Code Monkey home page Code Monkey logo

Comments (42)

aningineer avatar aningineer commented on May 25, 2024 1

Try suppressing the number of boxes by amending the second line in the non_max_suppression function to bboxes = sorted(bboxes, key=lambda x: x[1], reverse=True)[:max_boxes]. Also, evaluate after a couple of epochs so that the model has had the chance to converge a little bit first. I was running evaluation every 20 epochs for the 100examples.csv file.

from machine-learning-collection.

ckyrkou avatar ckyrkou commented on May 25, 2024

I have the same issue. It progressively gets slower for some reason.

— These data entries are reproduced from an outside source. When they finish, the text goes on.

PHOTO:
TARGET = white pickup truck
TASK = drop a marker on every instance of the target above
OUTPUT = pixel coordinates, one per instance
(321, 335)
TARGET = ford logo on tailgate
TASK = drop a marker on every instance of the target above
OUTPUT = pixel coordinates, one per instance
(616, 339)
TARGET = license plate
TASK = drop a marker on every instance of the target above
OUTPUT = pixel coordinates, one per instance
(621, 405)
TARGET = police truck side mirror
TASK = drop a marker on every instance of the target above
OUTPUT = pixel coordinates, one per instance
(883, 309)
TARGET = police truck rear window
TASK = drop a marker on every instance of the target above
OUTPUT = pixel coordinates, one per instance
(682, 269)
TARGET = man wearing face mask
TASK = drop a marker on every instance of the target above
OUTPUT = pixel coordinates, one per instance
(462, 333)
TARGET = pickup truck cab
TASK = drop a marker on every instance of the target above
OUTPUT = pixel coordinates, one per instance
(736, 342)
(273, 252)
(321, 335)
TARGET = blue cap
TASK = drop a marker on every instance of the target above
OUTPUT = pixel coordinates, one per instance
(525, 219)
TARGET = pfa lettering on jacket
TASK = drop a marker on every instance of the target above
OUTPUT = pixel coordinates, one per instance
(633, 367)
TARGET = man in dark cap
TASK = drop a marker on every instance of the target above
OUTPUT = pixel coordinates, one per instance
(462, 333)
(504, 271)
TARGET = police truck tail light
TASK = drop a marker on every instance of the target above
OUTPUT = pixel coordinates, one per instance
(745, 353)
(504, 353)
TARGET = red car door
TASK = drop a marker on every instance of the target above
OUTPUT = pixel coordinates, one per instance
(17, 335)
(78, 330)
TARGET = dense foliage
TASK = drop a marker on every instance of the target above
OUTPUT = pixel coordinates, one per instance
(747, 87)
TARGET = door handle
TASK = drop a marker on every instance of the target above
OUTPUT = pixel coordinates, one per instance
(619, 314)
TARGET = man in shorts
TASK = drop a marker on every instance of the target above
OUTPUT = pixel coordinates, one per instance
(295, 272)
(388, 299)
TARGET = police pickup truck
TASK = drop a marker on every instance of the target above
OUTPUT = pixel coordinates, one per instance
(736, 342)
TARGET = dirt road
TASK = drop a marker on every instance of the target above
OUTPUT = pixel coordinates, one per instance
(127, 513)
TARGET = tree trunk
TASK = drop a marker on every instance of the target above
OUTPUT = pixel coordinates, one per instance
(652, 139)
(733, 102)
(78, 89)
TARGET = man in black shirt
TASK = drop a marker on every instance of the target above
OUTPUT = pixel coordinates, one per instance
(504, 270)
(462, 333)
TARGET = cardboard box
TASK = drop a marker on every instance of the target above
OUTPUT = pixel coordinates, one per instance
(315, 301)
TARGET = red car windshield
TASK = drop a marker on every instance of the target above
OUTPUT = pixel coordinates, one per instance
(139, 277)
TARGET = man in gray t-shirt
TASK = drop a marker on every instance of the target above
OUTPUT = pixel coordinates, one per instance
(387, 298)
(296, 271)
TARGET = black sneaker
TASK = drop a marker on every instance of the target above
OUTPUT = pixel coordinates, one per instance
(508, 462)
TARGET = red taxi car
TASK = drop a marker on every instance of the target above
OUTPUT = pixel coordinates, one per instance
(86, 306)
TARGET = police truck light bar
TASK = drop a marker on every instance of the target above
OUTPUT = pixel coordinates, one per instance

from machine-learning-collection.

guruprasaad123 avatar guruprasaad123 commented on May 25, 2024

Yes i am also experiencing this , struck at batch : 0

100%|██████████████████████████████████████████████████████████████████████████| 26/26 [00:26<00:00,  1.03s/it, loss=55]
100%|████████████████████████████████████████████████████████████████████████| 26/26 [00:22<00:00,  1.14it/s, loss=51.8]
100%|████████████████████████████████████████████████████████████████████████| 26/26 [00:23<00:00,  1.13it/s, loss=49.9]
100%|████████████████████████████████████████████████████████████████████████| 26/26 [00:22<00:00,  1.16it/s, loss=49.2]
100%|███████████████████████████████████████████████████████████████████████████████████| 26/26 [00:07<00:00,  3.64it/s]
Class accuracy is: 9.126985%
No obj accuracy is: 0.085230%
Obj accuracy is: 99.735451%
  0%|                                                                                            | 0/26 [00:00<?, ?it/s]eval batch :  0

from machine-learning-collection.

ckyrkou avatar ckyrkou commented on May 25, 2024

The way I interpret this is that all candidate boxes are over the threshold so the evaluation takes forever. This might happen because of a very low threshold or the fact that in the beginning the objectless score very high. Because if you look No obj accuracy is very low which means that all boxes are passed as containing an object. I do not know if proper bias/weight initialization can fix this or if increasing the threshold. One thing that I tried is to do the evaluation after 10 epochs where the values will stabilize and not lead to may positive boxes.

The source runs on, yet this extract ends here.